A demon’s eye glitters in the harp’s reflection…

Sixteen year old Rosenfay Marsh can steal your soul with her Song.

After helping her demon father harvest the souls of her human schoolmates, Rosenfay is kidnapped by a cruel angel. With her skin burning and peeling in Heaven, escape is impossible. But if she doesn’t find her way to safety, the angel will torture her father’s location from her. And all Hell will be in danger.

Wicked Song is a paranormal novelette (12,000 words) with reluctant demons, brutish angels, and a gender fluid romance.


Get it now for $0.99:




RT MY TWEET & HELP OTHERS FIND WICKED SONG


BEGIN READING NOW:

A demon’s eye glitters in the harp’s reflection. At that narrowed glare, my nerves awaken. I wipe my palms on my crisp trousers, heft the harp into my arms, and walk through heavy purple curtains onto the stage as Mr. Vincent booms, “Next we have Rosenfay Marsh on the harp.”

Every millisecond of expectant silence from the audience sends a new prick of nervousness through me.

“Don’t disappoint me,” the demon hisses.


“I won’t,” I promise and take my seat before the crowd. I can’t disappoint him. If I don’t do this, he’ll be demoted for his less-than-adequate number of souls harvested this year. It’ll be my fault—it’s because of me he can’t leave hell—and I know exactly how I’ll be punished if I refuse this. I can’t risk that.

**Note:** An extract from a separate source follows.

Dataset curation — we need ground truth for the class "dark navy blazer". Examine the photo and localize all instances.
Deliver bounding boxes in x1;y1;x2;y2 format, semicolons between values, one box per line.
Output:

The whole school is here, along with parents, aunts, uncles, and the odd stray grandparent. Two hundred faces washed out by the bright row of lights on the ceiling. I don’t allow my attention to linger on them but it’s hard to block out their presence when the silence is periodically interrupted by the rustle of a jacket, the creaking of hard plastic chairs, or sighs of boredom. The whole school and more have crammed into this hall and all of their eyes are on me.

My fingers pluck the strings. Already I hear whispers, sense energy fluctuating. I begin to Sing. What emerges is a sibilant sound, too unearthly for any end of term talent show. The Rapture begins, a slow thrall that rises in pitch and spreads through everyone sat listening.
“Good,” my father’s reflection crows.

My English teacher rises from her chair first. Mrs. Pale, a waif-like woman who’d rather suffer through a riotous lesson than raise her voice to give someone a detention. Her mousy hair is piled on her head like candyfloss. I try not to stare at the mass of it as she kneels before me, her eyes shiny, her mouth a small O. Slow at first, her soul rises from her body, falling from her lips in a thin wisp of silver-red smoke. It drifts through the air toward the gleam of the harp and is sucked into the gold, to my father.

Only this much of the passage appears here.